Uma vez que o trojan bancário é executado no equipamento, um cavalo de troia é descarregado de algum servidor e a URL se encontra com o CPL, em formato de texto simples ou criptografado. A partir desse momento, o trojan busca uma forma de persistir no sistema infectado e, em seguida, começa a coleta de dados bancários da vítima. Se as credenciais de acesso estiverem disponíveis, screenshots ou qualquer outra informação bancária serão enviadas para o cibercriminoso.

“Durante a investigação, os especialistas da ESET notaram que o Brasil possui um ecossistema de cibercrime diferente do resto da região da América Latina”, afirma Camillo Di Jorge, Country Manager da ESET no Brasil. “A maneira como as ameaças são desenvolvidas e distribuídas demandam uma dedicação dos cibercriminosos, que geram os seus ataques de forma personalizada, levando em conta as diferentes formas de operações eletrônicas”, diz.

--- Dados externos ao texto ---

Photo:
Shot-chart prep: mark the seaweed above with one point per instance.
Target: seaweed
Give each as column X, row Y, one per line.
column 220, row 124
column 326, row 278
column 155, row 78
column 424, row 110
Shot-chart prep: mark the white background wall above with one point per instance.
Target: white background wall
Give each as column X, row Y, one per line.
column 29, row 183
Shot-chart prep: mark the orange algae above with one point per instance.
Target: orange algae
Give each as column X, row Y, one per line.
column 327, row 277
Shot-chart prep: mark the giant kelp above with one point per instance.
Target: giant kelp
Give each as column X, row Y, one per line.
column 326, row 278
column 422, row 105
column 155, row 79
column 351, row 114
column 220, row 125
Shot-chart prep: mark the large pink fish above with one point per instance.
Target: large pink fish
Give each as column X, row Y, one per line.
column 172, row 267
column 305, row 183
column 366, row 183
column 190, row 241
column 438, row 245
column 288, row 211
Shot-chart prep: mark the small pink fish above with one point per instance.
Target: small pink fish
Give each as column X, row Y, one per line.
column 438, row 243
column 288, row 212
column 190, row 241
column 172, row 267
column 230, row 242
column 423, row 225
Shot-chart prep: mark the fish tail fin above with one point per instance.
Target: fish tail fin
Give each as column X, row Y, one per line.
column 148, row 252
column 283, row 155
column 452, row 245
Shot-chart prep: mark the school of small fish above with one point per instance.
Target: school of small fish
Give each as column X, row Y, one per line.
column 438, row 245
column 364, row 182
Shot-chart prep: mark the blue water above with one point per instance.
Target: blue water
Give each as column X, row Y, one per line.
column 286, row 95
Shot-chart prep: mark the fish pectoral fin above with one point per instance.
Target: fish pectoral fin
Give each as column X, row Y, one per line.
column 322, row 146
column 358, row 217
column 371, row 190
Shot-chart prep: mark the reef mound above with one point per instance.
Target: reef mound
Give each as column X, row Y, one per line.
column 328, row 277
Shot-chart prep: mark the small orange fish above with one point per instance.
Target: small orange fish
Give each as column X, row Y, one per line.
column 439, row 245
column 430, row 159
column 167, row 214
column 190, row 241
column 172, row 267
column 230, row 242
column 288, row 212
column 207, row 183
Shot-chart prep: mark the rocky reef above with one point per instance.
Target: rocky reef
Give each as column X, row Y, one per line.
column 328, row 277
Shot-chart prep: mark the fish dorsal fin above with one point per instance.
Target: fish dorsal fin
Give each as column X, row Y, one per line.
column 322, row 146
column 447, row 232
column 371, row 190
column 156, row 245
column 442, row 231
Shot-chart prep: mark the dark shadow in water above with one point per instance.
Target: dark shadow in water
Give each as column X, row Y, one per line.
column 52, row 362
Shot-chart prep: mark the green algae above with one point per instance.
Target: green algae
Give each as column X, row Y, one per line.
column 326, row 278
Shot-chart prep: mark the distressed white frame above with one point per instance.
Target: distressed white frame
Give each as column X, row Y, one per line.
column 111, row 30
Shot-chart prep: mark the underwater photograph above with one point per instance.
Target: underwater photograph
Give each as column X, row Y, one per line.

A análise ainda revelou que o Brasil está entre os três países na América Latina onde mais cresce o uso serviços bancários. Além disso, metade dos usuários de redes sociais no país afirmam já terem feito pelo menos uma transação online durante o ano 2013. “Acreditamos que o aumento de transações online estimula os cibercriminosos investirem, ainda mais, esforços em suas campanhas ataque”, finaliza.